How to Improve Cross Join Performance in Hive TEZ?

874 Views Asked by At

I have a hive table with 5 billion records. I want each of these 5 billion records to be joined with a hardcoded 52 records.

For achieving this I am doing a cross join like

select * 
from table1 join table 2
ON 1 = 1;

This is taking 5 hours to run with the highest possible memory parameters.

Is there any other short or easier way to achieve this in less time ?

2

There are 2 best solutions below

1
On

Your query is slow because a cross-join(Cartesian product) is processed by ONE single reducer. The cure is to enforce higher parallelism.

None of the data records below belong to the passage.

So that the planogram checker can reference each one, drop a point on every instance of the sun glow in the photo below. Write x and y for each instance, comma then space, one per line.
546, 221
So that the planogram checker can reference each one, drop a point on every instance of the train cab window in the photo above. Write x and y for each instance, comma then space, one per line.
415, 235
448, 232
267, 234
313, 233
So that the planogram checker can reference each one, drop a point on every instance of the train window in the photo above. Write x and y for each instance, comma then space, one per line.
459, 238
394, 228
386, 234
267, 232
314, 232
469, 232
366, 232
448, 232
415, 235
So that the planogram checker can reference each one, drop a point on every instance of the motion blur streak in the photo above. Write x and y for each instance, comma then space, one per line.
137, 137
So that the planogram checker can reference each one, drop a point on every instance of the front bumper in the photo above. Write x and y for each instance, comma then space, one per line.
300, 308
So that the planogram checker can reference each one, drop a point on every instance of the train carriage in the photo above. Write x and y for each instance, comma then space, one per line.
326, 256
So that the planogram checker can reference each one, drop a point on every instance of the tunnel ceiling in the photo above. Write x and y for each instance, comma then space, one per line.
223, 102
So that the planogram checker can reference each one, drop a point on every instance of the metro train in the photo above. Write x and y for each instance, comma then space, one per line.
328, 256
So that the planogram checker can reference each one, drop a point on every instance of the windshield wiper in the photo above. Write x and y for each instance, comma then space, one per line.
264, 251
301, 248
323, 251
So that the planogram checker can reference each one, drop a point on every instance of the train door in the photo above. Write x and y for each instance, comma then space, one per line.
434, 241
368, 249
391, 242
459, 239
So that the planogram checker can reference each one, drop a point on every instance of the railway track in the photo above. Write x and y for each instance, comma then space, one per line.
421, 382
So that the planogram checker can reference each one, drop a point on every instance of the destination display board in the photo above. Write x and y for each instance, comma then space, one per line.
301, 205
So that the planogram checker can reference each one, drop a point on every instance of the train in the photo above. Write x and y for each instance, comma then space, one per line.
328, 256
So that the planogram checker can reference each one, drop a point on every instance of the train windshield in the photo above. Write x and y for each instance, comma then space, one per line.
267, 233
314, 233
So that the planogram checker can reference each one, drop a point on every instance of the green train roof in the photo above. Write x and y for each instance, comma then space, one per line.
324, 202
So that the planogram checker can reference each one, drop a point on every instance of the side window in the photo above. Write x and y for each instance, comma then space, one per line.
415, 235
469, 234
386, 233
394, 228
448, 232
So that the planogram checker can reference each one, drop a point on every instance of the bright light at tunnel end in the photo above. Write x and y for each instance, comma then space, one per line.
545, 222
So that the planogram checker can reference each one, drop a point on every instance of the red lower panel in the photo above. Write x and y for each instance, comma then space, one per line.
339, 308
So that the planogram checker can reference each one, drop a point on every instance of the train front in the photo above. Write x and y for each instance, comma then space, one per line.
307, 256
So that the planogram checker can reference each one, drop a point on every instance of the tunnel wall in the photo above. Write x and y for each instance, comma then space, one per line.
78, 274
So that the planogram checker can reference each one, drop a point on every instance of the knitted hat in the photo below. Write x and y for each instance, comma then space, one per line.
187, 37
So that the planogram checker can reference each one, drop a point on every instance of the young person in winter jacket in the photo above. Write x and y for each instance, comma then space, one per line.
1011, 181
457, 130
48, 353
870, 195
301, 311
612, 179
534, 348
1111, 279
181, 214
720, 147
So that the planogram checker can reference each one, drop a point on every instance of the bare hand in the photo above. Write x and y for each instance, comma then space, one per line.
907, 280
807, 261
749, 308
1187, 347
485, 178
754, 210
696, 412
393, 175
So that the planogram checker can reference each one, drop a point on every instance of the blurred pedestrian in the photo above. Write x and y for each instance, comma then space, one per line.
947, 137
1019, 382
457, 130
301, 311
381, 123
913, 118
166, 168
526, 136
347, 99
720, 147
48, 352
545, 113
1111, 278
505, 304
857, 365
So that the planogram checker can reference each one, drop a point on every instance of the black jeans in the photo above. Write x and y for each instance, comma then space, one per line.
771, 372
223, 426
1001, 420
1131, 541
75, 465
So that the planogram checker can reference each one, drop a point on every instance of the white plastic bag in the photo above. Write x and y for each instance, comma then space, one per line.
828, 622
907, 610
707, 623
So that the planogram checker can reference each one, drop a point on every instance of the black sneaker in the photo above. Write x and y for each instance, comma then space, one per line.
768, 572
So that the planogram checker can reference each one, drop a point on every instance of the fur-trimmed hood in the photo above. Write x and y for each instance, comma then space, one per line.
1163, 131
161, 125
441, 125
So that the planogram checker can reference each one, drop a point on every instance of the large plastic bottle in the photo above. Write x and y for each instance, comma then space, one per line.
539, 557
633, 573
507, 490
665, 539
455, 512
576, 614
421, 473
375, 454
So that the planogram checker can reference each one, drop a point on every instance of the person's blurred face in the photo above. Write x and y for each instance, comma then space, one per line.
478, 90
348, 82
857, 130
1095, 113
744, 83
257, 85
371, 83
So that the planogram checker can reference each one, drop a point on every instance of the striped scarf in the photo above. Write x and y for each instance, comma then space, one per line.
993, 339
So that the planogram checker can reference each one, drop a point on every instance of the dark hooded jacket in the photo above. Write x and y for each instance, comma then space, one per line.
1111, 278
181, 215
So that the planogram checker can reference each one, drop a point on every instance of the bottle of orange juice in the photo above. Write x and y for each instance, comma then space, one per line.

One way is to turn the query into an inner-join, so as to utilize map-side join optimization.

with t1 as (
  selct col1, col2,..., 0 as k from table1
)
,t2 as (
  selct col3, col4,..., 0 as k from table2 
)
selct 
  *
from t1 join t2 
    on t1.k = t2.k 

Now each table (CTE) has a fake column called k with identical value 0. So it works just like a cross-join while only a map-side join operation takes place.

0
On

Turn on map-join:

set hive.auto.convert.join=true;

select * 
 from table1 cross join table2;

The table is small (52 records) and should fit into memory. Map-join operator will load small table into the distributed cache and each reducer container will use it to process data in memory, much faster than common-join.